Free stock trading, anyone?
Ameritrade is the first major online brokerage to offer "no commission" trading, but the low-ball experiment seems destined to tank.
By Steve BodowTopics: Entertainment News
Given the Web’s fondness for freeness, it’s remarkable that a major online brokerage didn’t dangle free trading before the masses a long time ago.
So when Ameritrade launched Freetrade.com last month, allowing customers to buy and sell stocks at market prices without commission charges, you might have expected them to trumpet the move.
Instead, there’s been a concerted absence of fanfare. Ameritrade has no marketing budget for its low-profile experiment, and few expectations.

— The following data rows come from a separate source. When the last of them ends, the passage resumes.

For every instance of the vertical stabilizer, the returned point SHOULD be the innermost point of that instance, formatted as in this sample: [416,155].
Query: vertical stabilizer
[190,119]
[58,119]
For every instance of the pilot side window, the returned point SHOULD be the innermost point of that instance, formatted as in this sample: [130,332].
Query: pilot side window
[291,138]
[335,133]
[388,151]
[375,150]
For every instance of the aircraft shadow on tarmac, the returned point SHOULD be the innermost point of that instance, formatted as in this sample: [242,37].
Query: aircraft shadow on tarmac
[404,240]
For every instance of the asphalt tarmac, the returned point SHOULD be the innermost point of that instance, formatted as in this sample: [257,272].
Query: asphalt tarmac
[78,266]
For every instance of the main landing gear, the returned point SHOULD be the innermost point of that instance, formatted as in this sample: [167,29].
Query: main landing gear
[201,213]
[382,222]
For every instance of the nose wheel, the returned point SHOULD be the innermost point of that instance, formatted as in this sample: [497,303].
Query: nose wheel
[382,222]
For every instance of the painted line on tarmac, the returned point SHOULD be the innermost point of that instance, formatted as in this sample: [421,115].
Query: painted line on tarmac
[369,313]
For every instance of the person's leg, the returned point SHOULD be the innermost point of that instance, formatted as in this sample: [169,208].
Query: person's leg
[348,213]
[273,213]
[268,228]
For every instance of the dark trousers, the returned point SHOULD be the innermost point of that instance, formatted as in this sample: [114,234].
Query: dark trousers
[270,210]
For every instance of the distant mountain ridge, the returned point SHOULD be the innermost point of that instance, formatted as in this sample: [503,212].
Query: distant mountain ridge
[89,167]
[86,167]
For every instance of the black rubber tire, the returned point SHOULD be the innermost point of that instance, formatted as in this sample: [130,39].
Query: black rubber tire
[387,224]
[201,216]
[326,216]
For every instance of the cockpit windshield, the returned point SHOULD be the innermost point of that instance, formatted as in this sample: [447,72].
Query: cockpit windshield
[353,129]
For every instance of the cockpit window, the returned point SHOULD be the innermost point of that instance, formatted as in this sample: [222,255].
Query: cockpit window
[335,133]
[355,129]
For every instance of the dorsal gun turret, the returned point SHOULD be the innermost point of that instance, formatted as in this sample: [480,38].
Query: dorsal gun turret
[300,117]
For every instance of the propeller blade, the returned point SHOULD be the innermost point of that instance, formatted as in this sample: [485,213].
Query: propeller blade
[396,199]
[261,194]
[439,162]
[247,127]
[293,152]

Naturally, the industry is keeping an eye on Freetrade. If its give-it-away model takes off, it will force competitors into a price war, eroding revenues and many an e-brokerage’s chance of survival. But there are good reasons that won’t happen.

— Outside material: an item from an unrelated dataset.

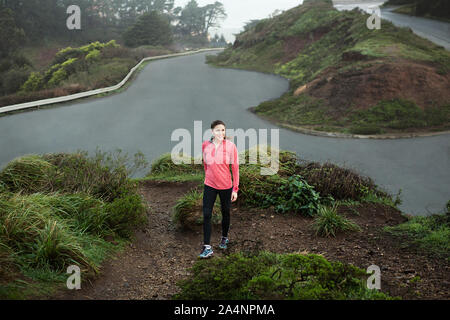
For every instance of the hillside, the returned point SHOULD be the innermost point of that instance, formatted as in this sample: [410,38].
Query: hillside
[343,76]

It comes down to getting what you pay for. At Freetrade, your zero dollars gets you simple buy or sell market orders, period. This is strictly no-frills trading, 100 percent virtual, with no phone support, no research, no fancy quote feeds, nada — the People’s Express of stock brokers.
It’s not a bad deal, but it’s not what investors look for. “The trend is actually in the other direction, toward richer features and better service,” says Dan Burke, an e-brokerage analyst at Gomez Advisors. Today’s biggest e-brokers — Charles Schwab and E-Trade, which offer a ton of customer support, research, education and the like — are by no means the cheapest.

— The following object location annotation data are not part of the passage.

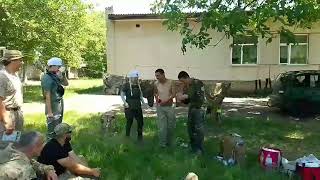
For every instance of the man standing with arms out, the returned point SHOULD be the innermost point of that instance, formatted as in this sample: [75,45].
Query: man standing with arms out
[11,98]
[53,92]
[164,92]
[196,98]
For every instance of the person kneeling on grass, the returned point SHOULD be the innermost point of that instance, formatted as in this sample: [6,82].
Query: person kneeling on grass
[58,152]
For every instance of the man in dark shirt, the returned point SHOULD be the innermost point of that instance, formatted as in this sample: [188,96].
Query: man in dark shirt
[132,98]
[58,152]
[195,97]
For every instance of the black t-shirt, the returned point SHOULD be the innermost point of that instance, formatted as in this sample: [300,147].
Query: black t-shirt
[52,152]
[133,99]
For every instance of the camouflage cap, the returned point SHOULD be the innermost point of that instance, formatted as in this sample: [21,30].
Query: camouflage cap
[10,55]
[62,129]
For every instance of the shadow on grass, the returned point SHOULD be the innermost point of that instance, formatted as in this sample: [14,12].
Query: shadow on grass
[32,94]
[96,90]
[123,158]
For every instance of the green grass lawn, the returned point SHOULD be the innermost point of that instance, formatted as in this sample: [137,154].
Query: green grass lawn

In fact, Burke says, commission rates have remained stubbornly unchanged for the past 18 months. (Until last month, the only exception was American Express, which waives commissions for clients who keep over $100,000 in their brokerage accounts.)
And growth is as hardy as ever. Investors opened a record 2.5 million online accounts in the first quarter of the year. Like porn, decent brokerage services seem to be something people consider important enough to pay for.
So exactly whom does Freetrade intend to attract? It’s a bit of a mystery. (Not least because the company won’t talk to the press about it.)
At first, you’d expect the site’s core customers to be frenzied day traders. They conduct more transactions, pay more in commissions and have the most to gain from freebies. But active traders tend to use limit orders, which protect them against violent price swings. Limit orders cost $5 at Freetrade — cheap, but only slightly less than the competition. And if you’re trading so much that a few bucks an order would make a big difference to your bottom line, you’ve probably got a lot of money at stake almost every day. You’re going to want some insurance against network failures or other technical hazards — insurance like phone support.
That would suggest that the natural-born Freetrade customers might be buy-and-hold investors. Since they commit to a stock for months or years, they don’t need to sweat the fractions of a point that market orders often cost. But these sensible people who get no kick from gambling are exactly the folks who are going to want to do their homework before plunking down their money. They’ll want to see lots of data and research material. Freetrade has none.
The most likely Freetrade customers will fall into two groups. One group will be pennywise novices attracted by the prospect of no-cost stock buys. But for fear of bad P.R. or legal backlash (“You people seduced me into margining my sick mother’s house!”), Freetrade screens out absolute beginners by asking account applicants which discount broker they’ve been using, and for how long. I applied for a dummy account, claiming four months’ Web experience, and sure enough, they rejected me. The site seems to recognize that it’s walking a fine ethical line, offering something that could “Vegas-ize” the market even more.
The same concern may explain the following blurb, which appears in fine print on its home page: “Freetrade.com is not meant to increase customer trading activity … Obviously, if we do not charge a commission, we are not motivated to increase a customer’s trading activity.”
This is nonsense. Freetrade’s revenue will come from several sources: ads, margin interest and from selling your order flow to third-party brokers, a common industry practice. (Brokers often flip your market order for a bit more or less than the price they give you, so they’re willing to pay a few cents a share for the privilege of handling your trade.) More trading activity means more page views to sell against, more order flow to pimp and the possibility of more margin buying. There’s nothing inherently wrong with making money in any of those ways, which taken together constitute Freetrade’s entire business model. What’s interesting is that the company feels the need to implicitly disavow them, as though free trades were, potentially, the online-investing equivalent of crack.
The second customer group I’ll call the “schnorrers.” Some traders already maintain more than one online brokerage account, keeping enough money with a high-end firm like Schwab or DLJ Direct to reap its benefits and then doing their day-to-day trading at cheaper sites like Ameritrade. Freetrade could appeal here — but is it that big a market?
Consider instead what parent company Ameritrade admits is an entirely possible outcome: Freetrade’s low-ball experiment tanks. If no one is willing to give up better service to save on commissions, it would expose the fact that the thing most online brokerages charge for is not the thing for which customers are paying. In a field as competitive as e-brokerage, that revelation would surely shake up some business models. Freetrade’s failure is as likely to change the industry as its success.